Even if Nigeria had absolutely nothing to do with the said success or actually happened despite Nigeria as with Divine Oduduru, we bask in the reflected glory of their personal achievements.

Sometimes when these people carry the Nigerian flag or post something about Wizkid or Jolaf Rice on Instagram, we go crazy with the smiles of the Nigerian flag because, my God, they identify themselves!

Read also: Foreign investors are shying away from Nigeria despite a rebound after the pandemic

It’s not about being Killjoy

One way or another Nigeria’s complete failure and our complicity in its failure is more bearable when we point to Nigerian immigrants doing great things in life and saying, “I knew Femi before he started calling himself Anthony.

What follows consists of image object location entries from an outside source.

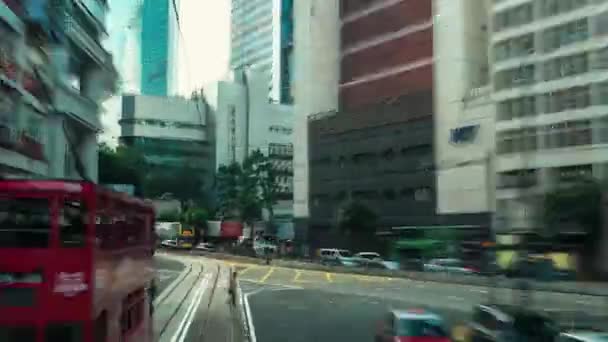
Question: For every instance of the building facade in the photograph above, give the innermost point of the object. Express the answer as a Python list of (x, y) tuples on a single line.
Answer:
[(54, 75), (377, 148), (262, 37), (246, 122), (171, 132), (550, 82), (159, 40), (317, 28), (464, 109)]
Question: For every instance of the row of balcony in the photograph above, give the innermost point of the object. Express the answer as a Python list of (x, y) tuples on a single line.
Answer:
[(21, 142)]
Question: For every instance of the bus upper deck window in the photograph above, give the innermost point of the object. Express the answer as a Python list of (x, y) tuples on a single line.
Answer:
[(24, 223), (72, 224)]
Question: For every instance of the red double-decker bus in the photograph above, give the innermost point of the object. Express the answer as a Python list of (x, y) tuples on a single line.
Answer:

His father and I were classmates in Aietoro. ” It’s unclear exactly how this helps our situation, but hey, it’s also unclear how much alcohol consumption helps.

Escapism is a key part of our culture, and anyone who disagrees should be a vegetarian heretic who does not eat geolof, and perhaps also an atheist.

Now that all this is painfully disgusting in my eyes, some also point out that Nigeria is not the only country that is strangely fascinated by the diaspora.

Even “first world” countries such as Ireland continue to have deep emotional and economic ties with their diaspora, and in any case Nigerians are proud to support Anthony Joshua or Janice Ante of the NBA … They are not harming anyone. Why be so deadly, David?

The reason why this is important can be found in a quote dubiously attributed to Russian President Vladimir Putin, where he describes Africa as a place where its diaspora does not invest, but returns only to die and be buried with their ancestors.

Although there is no concrete evidence that Mr Putin has ever made such a comment, the truth is painfully sharp.

For the success of the diaspora to be significant for Nigeria, it must be correlated with the results on the ground in Nigeria. The example of Somalia shows that having a well-educated, successful diaspora around the world and being an absolute basket is possible at the same time.

I think we are not trying to be Somalia.